Natus Vincere po raz drugi dzisiaj pokonało G2 Esports w ramach rozgrywek czwartego sezonu ESL Pro League. Francuzi ulegli swoim przeciwnikom również na de_train , które zakończyło się wynikiem 16:11 dla Na`Vi

Mapa spotkania: Train.

Po raz kolejny Natus Vincere wygrało rundę pistoletową. Zwycięzcy pierwszego spotkania rozpoczęli jako terroryści o od razu przystąpili do ofensywy. Fakt, grające eco G2 nie stanowiło dla nich problemu , co przełożyło się na początkowy wynik 3:0. Francuzi jednak nie poradzili sobie w pierwszym fullu, dlatego też po raz kolejny nie mogli zagrać z pełnym ekwipunkiem. Takiej okazji nie zaprzepaściło Na`Vi, które już po chwili prowadziło 5:0. Tylko dlatego, że po pięciu porażkach z rzędu drużyna przegrywająca dostaje więcej pieniędzy, antyterroryści mogli zakupić wszystkie potrzebne im przedmioty i to w dużej mierze przełożyło się na pierwszy zdobyty przez nich punkt. Mało brakowało, a straciliby kolejny, ale RpK do spółki z ScreaM'em pozostali na straży i uratowali swoją drużynę. Jednak tak nie można grać długo. Już w następnym starciu , terroryści zabili wszystkich przeciwników, czym samym po raz kolejny zresetowali ich budżet. Na`Vi prowadziło już 8:2 i dopiero wtedy obrona G2 zadziałała jak powinna. Francuska drużyna zdobyła jeszcze kolejny punkt, po którym po raz kolejny zobaczyliśmy tryumfujących terrorystów. Natus Vincere nie oddało już dwóch ostatnich rund i wygrało pierwszą połowę 11:4. Czy G2 było w stanie powtórzyć sukces przeciwników z pierwszego meczu, w którym to Na`Vi przegrywając pierwszą połowę 4:11 wygrało całe spotkanie 16:12?

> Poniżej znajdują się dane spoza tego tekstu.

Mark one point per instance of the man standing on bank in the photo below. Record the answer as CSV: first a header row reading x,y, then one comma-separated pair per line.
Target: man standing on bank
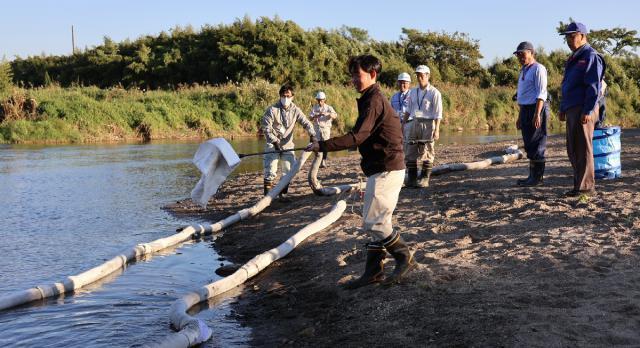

Natus Vincere po raz kolejny okazało się lepsze w pistoletówce oraz w następnej rundzie, w której G2 grało eco. Trzecie starcie tej połowy należało do terrorystów, którzy poszli za ciosem i wygrali swój szósty punkt. Na`Vi nie pozwoliło jednak, aby ich przeciwnicy kontynuowali tę serię i skutecznie odbili bombsite oraz rozbroili bombę. Francuzi nie pozostali bierni i tym razem to oni rozpoczęli comeback, w którym wygrali już cztery rundy z rzędu. Z czterema pistoletami i jedną zachowaną AWP, antyterroryści stawili czoła atakującemu G2 i stanęli o krok od kolejnego zwycięstwa, jednak to Alexandre „bodyy” Pianarro okazał się być górą i wygrał niesamowitego clutcha 1 vs 4! Egor „flamie” Vasilyev stwierdził, że najwyższy czas kończyć to spotkanie i zakupiony przez niego SCAR-20 w ogromnej mierze pomógł swojej drużynie, która następnie wykorzystała pierwszą sytuację i wygrała de_train – 16:11.